YÜZER GÜNEŞ ENERJİSİ SANTRALLERİ ÇALIŞTAYI (2)- Adem ESEN- Yeni Meram Gazetesi
Güneş enerji sistemleri daha önce kurulmuştu. Bunun en önemli yansıması Yüzer Geslerle arazi problemi de ortadan kalkmaktadır. Ancak, suların kullanım amaçları ile ilgili balıkçılık, ulaşım ve turizm gibi bir takım konularda sorunlar çıkabilir. Bunlar da zamanla çözülür.
Sığ sularda buharlaşmanın minimize edilmesi önemlidir. Nitekim, Türkiye ile Suriye ve Irak arasındaki Dicle ve Fırat sularının paylaşılması konusunda temel problem suyun yeterli veya yetersiz olmasından ziyade yaz aylarındaki aşırı buharlaşmadır. Bu teknoloji ile ülkeler arasındaki sorunlar da nispeten azalacaktır. Nitekim bu iki nehir üzerindeki barajlar aslında Irak ve Suriye için de büyük bir avantajdır. Çünkü bu barajlar olmasa tüm su kış ve bahar aylarında Basra Körfezine akmaktadır. Oysa barajlarda sular depolanarak yazın da kullanım imkanı sağlanmaktadır.
Bir başka sorun tesislerin kapasitelerinin yeterince kullanılamaması problemidir; su azlığı yanında barajlar teressübat ile dolmakta ve elektrik enerjisi üretim kapasiteleri düşmektedir. Bundan dolayı barajlarda yüzergeslerin yapılması ile belki mevcut üretim kapasiteleri kadar elektrik enerjisi elde etme imkanı ortaya çıkacaktır. Buralarda ortaya çıkan sorunlardan birisi rezervuarlarda alglerin önlenmesi konusudur.

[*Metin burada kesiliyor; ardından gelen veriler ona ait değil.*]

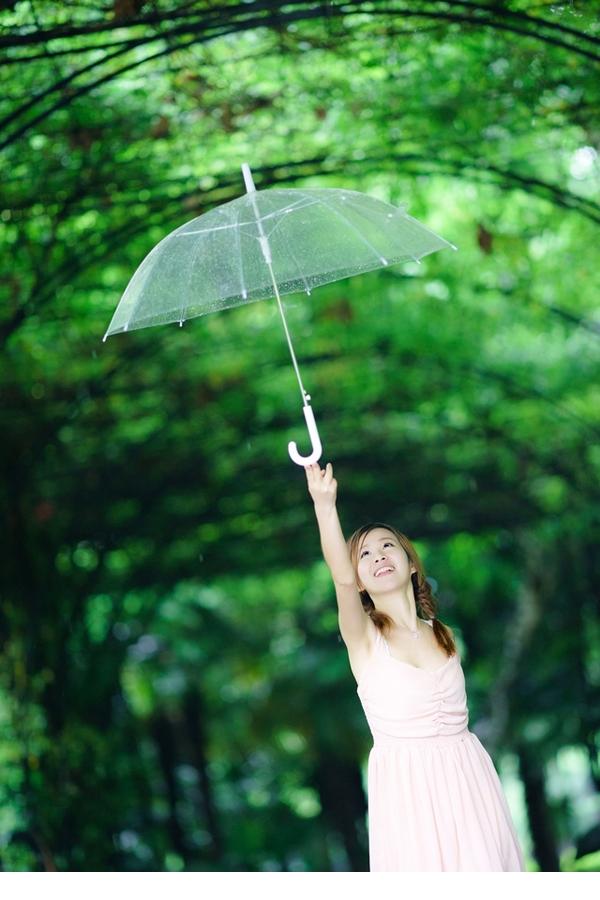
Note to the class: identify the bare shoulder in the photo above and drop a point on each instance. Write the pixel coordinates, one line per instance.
(447, 627)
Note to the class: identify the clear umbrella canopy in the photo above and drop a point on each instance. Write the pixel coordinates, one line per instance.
(315, 236)
(264, 244)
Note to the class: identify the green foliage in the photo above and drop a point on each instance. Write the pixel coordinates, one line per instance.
(173, 690)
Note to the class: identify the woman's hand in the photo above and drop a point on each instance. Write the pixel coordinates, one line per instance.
(322, 485)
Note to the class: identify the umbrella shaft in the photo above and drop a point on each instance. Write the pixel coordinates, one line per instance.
(304, 395)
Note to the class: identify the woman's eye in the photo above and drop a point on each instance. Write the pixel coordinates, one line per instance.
(385, 543)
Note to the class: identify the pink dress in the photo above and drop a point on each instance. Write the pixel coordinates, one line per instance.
(435, 801)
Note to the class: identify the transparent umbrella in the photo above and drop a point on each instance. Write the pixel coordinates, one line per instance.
(265, 244)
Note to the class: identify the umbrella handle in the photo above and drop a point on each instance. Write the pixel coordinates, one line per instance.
(317, 449)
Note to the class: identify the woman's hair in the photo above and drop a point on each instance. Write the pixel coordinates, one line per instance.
(424, 599)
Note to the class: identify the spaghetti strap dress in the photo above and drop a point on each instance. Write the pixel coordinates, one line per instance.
(435, 800)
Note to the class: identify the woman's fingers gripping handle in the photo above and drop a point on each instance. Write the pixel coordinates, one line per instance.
(322, 485)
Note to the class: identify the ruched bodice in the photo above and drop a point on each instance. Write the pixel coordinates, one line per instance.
(435, 801)
(401, 700)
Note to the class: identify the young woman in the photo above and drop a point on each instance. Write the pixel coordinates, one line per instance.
(435, 800)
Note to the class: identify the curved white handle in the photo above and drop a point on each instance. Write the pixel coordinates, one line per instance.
(314, 436)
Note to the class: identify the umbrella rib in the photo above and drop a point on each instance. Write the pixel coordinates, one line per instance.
(292, 208)
(355, 229)
(239, 254)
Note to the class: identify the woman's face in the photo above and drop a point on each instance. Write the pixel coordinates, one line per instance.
(380, 550)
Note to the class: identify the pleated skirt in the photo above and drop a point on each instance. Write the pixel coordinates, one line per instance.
(436, 804)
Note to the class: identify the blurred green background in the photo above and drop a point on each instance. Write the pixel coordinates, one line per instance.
(174, 692)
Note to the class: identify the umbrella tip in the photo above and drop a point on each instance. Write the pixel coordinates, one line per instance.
(248, 180)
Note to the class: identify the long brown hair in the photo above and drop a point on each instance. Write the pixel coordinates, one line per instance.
(424, 599)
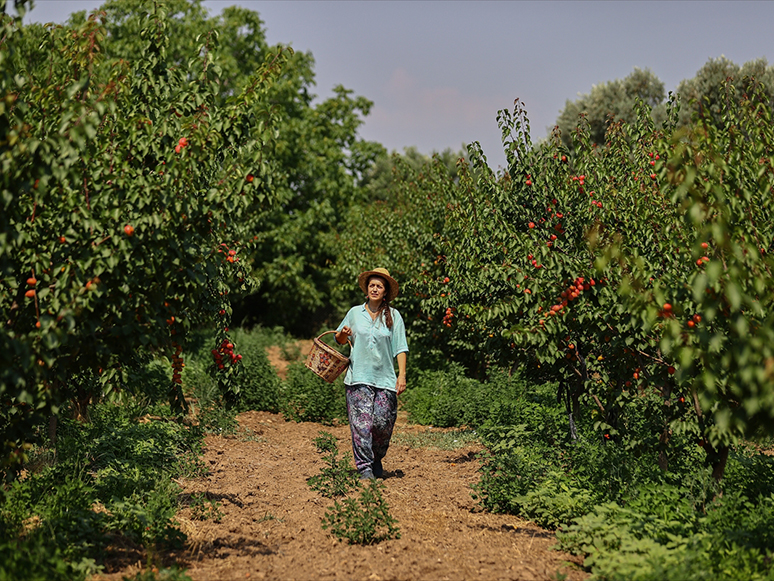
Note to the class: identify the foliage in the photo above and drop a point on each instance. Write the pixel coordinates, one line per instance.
(260, 387)
(613, 101)
(362, 521)
(660, 535)
(597, 274)
(129, 190)
(338, 477)
(610, 102)
(308, 398)
(438, 439)
(318, 159)
(164, 574)
(704, 94)
(111, 476)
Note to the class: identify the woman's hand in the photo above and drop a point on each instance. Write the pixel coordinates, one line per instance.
(343, 335)
(400, 385)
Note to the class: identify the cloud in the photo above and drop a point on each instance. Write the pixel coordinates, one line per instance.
(410, 111)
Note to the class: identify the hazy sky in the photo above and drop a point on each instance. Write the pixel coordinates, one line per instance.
(438, 71)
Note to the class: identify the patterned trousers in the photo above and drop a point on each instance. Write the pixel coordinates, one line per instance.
(372, 413)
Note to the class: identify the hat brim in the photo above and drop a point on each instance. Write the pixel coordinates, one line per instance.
(393, 284)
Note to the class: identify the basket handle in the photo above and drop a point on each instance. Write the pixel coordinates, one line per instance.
(337, 343)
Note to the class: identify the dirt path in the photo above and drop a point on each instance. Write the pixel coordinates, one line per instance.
(270, 527)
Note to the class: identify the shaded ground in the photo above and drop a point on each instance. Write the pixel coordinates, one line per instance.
(270, 528)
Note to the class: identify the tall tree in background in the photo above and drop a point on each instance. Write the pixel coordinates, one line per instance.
(705, 90)
(614, 101)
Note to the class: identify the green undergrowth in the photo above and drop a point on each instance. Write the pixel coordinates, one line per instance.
(604, 488)
(362, 517)
(437, 439)
(107, 479)
(301, 397)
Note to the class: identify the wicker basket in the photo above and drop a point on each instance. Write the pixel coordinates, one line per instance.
(325, 361)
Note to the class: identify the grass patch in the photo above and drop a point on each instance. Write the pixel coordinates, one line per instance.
(438, 439)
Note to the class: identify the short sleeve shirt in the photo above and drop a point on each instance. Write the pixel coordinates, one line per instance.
(374, 348)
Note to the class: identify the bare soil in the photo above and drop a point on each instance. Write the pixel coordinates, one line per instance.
(271, 523)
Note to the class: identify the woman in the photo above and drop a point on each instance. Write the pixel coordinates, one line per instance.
(378, 337)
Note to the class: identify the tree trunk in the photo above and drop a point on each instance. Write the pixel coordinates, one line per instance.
(719, 460)
(52, 430)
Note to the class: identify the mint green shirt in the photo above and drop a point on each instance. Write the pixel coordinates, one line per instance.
(374, 348)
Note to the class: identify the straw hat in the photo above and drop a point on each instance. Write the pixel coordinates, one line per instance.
(362, 280)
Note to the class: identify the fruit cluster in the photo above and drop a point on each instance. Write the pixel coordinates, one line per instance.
(225, 353)
(572, 292)
(230, 253)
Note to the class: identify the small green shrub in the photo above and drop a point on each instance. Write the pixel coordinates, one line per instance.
(34, 558)
(148, 518)
(338, 477)
(259, 384)
(204, 508)
(307, 398)
(661, 535)
(164, 574)
(362, 521)
(438, 439)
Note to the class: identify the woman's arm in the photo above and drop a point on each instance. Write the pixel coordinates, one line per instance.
(343, 335)
(400, 385)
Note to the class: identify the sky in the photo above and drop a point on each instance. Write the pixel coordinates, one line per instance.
(438, 71)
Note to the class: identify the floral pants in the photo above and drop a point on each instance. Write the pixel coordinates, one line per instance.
(372, 413)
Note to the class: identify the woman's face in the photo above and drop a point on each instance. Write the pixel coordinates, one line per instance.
(377, 288)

YüzerGES’lerden elde edilen enerjinin depolanması önem taşımaktadır. Tabii ki suyun kirletilmemesi önem taşıyor. Bu bakımdan içme sularında GES kurulmasına pek sıcak bakılmıyor, ama gelişen teknoloji ile ve çevre koruma ile onlar da muhakkak ki aşılabilir. Nitekim dünyada güneşin en az olduğu noktalarda bile GES’ler mevcuttur.
Döngüsel ekonomi içinde projeler üretmek mümkündür. Bazı akademisyenler pille depolama yerine hidrojen üzerinden işlem yapmanın daha uygun olduğu görüşündedir.
Bu kapsamda önerilen hususlardan birisi mikro nükleer santrallerin desteklenmesidir. Herkeste farkındalık oluşturmada önemli bir görevi üstlenecektir.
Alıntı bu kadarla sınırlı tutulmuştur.